«Sotto le macerie abbiamo trovato bambini, donne, uomini. Il raid aereo li ha colpiti mentre dormivano». Ahmed al-Shamiri, residente nel quartiere di al-Raqas a Sana’a, all’Afp racconta i momenti subito successivi a uno degli 11 bombardamenti sauditi che ieri hanno colpito la capitale yemenita.

Il bilancio è 52 feriti e sei morti, tutti civili, membri della stessa famiglia. Quattro erano bambini. «Non ci sono target militari qui», denuncia la giornalista yemenita Afrah Nasser. «Il numero dei morti salirà – avverte un altro reporter, Nasser Arrabyee – I medici stanno ricevendo molti feriti».

Riyadh dà una «giustificazione»: rappresaglia per l’attacco al principale oleodotto saudita (collega l’est all’ovest, con una portata di cinque milioni di barili di petrolio al giorno) che i ribelli Houthi hanno compiuto – e rivendicato – martedì con due droni. Ieri il vice ministro della Difesa saudita, Khalid bin Salman, accusava l’Iran di esserne il mandante.

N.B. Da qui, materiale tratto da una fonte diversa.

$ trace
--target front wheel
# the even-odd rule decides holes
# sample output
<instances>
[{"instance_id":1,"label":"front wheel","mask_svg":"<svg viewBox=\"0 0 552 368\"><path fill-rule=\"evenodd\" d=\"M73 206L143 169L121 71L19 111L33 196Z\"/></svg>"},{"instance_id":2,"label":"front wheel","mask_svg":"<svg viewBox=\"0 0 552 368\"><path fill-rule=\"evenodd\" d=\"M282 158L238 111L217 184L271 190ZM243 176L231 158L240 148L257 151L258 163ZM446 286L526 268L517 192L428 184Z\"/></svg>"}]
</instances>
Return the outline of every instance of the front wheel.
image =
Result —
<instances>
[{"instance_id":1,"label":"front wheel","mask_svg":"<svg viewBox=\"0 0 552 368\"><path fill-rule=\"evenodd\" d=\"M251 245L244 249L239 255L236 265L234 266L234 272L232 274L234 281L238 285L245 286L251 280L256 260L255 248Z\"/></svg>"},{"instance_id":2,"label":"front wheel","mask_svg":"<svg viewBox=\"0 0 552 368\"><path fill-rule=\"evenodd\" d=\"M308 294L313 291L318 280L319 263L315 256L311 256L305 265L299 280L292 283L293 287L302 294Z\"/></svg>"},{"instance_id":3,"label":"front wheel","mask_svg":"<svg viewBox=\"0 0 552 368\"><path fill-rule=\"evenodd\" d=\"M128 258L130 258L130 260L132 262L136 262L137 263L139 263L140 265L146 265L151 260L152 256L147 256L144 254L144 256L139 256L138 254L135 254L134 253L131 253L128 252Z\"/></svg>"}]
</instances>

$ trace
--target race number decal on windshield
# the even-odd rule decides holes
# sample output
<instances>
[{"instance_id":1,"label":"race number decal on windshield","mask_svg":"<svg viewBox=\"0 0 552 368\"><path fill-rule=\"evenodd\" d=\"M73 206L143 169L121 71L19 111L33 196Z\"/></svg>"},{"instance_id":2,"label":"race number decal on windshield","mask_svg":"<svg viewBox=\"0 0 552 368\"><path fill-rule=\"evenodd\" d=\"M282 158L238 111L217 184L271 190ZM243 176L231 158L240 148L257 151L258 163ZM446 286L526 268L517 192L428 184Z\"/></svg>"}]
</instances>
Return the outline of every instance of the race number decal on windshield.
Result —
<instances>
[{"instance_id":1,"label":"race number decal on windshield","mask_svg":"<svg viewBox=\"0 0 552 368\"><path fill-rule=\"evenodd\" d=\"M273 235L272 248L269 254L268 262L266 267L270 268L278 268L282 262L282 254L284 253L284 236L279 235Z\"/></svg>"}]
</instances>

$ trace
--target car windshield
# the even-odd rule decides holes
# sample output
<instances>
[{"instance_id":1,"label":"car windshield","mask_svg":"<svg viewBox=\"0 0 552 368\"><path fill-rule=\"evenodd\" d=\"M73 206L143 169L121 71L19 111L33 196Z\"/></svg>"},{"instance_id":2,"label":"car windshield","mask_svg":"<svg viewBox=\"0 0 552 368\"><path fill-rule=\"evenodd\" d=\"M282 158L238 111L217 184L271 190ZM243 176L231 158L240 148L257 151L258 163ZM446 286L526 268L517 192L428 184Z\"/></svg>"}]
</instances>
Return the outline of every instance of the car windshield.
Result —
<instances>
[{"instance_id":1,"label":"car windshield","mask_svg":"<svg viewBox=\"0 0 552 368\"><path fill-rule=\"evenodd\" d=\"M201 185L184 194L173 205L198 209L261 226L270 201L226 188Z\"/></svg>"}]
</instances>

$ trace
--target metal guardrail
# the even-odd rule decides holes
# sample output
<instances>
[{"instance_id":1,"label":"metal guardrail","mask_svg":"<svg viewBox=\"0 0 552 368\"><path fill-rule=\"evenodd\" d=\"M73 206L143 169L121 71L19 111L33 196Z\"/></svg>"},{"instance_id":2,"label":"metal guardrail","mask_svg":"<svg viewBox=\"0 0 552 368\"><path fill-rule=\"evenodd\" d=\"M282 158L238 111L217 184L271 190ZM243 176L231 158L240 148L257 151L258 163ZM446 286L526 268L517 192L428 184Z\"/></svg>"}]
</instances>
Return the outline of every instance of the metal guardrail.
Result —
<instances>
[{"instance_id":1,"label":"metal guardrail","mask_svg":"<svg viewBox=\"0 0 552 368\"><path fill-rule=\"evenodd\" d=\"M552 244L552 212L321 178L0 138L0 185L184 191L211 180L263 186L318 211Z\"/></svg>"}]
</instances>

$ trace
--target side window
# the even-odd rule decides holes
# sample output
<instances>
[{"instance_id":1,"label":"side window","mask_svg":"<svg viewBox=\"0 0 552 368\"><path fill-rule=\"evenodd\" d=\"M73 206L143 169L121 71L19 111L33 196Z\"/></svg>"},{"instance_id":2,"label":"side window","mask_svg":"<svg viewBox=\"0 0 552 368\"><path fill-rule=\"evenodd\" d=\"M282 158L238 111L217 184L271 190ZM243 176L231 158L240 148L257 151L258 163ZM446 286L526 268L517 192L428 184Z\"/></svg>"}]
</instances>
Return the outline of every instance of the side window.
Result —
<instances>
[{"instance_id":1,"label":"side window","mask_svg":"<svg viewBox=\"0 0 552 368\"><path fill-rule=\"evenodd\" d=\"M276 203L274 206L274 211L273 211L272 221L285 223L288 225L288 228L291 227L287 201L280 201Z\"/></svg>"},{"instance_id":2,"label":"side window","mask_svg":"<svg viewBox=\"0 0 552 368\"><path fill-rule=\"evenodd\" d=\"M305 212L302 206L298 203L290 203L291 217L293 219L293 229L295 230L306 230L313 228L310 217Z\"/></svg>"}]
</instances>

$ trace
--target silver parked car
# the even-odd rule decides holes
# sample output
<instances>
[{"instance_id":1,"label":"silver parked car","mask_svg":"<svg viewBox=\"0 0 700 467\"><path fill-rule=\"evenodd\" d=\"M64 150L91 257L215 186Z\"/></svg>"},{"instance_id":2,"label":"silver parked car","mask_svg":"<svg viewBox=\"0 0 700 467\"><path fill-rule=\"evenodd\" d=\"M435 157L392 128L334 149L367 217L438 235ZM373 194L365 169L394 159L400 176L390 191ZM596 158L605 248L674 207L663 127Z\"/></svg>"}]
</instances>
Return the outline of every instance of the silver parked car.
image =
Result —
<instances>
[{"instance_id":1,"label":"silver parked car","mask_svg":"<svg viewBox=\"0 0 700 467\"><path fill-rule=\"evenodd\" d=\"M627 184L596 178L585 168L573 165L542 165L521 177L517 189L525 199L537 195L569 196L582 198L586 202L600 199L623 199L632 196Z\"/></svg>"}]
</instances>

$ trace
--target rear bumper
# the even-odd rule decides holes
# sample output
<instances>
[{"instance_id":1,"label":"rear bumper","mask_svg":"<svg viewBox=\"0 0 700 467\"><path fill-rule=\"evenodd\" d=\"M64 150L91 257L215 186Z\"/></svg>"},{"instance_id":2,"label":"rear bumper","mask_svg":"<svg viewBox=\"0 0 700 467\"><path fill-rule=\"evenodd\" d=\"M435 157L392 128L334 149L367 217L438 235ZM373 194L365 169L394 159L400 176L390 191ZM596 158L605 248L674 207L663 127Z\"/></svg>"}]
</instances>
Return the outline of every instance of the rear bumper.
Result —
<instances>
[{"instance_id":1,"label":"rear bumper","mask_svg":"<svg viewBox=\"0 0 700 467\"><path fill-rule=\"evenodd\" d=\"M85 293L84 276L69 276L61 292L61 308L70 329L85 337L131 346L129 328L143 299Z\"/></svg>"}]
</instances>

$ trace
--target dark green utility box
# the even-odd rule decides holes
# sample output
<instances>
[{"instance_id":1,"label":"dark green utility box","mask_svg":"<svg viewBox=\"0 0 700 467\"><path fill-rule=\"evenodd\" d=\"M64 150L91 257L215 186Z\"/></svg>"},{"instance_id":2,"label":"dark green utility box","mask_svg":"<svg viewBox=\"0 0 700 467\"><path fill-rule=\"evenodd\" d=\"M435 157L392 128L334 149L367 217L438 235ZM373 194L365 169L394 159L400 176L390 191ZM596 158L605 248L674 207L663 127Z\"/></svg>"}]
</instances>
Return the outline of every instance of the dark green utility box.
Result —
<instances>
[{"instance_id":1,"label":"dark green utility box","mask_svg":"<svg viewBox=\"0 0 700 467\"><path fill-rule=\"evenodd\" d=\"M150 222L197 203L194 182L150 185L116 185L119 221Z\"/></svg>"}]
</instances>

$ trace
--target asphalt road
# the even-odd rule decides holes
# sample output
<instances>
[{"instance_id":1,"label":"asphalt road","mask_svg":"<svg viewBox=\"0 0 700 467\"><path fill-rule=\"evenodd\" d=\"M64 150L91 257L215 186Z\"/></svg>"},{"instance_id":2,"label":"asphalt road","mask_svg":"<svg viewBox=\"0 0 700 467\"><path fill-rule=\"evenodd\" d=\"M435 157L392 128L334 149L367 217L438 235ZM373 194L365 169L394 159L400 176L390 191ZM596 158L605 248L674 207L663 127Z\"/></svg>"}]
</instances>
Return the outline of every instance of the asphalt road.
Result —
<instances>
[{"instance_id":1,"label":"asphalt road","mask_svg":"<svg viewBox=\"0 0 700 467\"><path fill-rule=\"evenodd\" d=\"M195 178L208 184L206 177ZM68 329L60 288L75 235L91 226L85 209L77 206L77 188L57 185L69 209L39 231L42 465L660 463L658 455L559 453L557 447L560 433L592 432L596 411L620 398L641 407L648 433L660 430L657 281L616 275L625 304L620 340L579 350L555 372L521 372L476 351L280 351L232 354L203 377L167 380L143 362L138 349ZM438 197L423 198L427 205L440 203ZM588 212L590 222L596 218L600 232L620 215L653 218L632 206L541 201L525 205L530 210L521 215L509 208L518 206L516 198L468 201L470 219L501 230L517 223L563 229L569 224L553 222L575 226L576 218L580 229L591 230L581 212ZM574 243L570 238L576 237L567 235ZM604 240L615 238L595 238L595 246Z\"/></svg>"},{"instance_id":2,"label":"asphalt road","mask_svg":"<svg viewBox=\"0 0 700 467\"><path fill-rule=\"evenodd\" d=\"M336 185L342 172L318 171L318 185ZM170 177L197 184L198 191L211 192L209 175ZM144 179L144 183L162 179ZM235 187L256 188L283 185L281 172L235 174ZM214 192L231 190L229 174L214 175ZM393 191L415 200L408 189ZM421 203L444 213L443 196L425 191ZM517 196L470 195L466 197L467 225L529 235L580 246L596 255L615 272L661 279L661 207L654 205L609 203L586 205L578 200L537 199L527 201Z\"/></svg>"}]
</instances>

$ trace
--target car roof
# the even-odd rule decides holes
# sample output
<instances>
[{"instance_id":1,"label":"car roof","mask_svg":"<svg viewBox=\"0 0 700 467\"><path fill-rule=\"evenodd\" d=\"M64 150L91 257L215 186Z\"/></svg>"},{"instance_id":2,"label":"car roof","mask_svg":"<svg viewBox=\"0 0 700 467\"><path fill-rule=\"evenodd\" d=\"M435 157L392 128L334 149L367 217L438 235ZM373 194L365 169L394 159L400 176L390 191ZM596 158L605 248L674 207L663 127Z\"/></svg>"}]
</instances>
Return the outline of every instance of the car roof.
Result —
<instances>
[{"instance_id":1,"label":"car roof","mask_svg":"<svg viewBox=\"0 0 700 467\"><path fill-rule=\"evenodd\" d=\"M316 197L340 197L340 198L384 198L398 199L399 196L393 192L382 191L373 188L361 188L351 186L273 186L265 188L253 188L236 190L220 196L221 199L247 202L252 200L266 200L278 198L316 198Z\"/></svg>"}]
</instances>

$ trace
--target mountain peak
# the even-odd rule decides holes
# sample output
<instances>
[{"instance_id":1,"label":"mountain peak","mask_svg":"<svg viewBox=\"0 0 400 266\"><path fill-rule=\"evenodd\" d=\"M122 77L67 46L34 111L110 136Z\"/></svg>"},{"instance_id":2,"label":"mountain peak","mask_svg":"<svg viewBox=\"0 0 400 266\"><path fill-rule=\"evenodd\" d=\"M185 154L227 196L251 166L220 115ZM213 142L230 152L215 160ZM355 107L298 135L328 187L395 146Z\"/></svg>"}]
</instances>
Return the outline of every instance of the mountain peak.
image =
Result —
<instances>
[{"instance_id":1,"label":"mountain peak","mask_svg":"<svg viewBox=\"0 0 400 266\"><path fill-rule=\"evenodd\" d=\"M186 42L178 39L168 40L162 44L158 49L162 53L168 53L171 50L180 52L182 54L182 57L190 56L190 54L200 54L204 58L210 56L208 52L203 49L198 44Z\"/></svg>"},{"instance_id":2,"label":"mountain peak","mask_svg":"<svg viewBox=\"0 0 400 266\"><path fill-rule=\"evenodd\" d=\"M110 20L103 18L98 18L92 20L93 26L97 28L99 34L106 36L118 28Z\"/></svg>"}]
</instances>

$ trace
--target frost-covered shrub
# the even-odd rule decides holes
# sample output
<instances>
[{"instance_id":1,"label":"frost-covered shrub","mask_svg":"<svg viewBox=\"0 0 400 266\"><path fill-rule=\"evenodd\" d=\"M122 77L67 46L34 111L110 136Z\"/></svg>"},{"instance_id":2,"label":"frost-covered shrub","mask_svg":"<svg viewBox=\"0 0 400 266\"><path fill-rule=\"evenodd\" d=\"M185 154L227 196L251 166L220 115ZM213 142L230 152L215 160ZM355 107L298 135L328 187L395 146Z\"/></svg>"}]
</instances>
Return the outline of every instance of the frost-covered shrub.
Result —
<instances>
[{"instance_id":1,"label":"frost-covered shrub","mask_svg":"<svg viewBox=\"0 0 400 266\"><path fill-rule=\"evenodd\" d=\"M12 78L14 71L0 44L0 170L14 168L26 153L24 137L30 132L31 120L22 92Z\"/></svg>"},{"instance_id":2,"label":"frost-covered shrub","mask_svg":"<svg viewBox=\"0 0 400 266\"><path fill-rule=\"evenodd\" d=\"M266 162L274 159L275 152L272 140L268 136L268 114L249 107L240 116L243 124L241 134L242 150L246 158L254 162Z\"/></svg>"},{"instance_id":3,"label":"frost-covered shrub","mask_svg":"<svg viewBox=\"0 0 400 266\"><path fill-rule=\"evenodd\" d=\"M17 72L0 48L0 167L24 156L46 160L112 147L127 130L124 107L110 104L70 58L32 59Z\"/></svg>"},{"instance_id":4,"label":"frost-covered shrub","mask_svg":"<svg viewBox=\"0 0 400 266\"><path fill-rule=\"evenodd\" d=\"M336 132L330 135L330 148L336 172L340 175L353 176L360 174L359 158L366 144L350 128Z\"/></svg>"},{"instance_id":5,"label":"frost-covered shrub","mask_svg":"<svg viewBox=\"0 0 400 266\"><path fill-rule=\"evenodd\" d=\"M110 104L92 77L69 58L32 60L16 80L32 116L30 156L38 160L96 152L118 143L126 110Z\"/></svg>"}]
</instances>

Ma Sana’a non è stato il solo target: nelle stesse ore i caccia dei Saud hanno realizzato altri otto raid nelle porzioni di territorio controllate dal movimento Ansar Allah, braccio politico degli Houthi. Il tutto a meno di 24 ore dal ritiro dei ribelli dalla città portuale di Hodeidah e dagli scali di Saleef e Ras Isa, sul Mar Rosso. Ad annunciarlo, mercoledì, è stato il comandante della missione Onu, Michael Lollesgaard, che venerdì scorso aveva reso nota la decisione unilaterale del movimento.

Un atto di buona volontà per facilitare il dialogo con il governo filo-saudita: la consegna della gestione dei porti alla Guardia costiera, con l’Onu a far da supervisore. Il governo, però, non apprezza: la Guardia costiera, dice, è troppo vicina agli Houthi. Più felici i 600mila residenti di Hodeidah, da mesi teatro della battaglia: ora sperano in una tregua vera.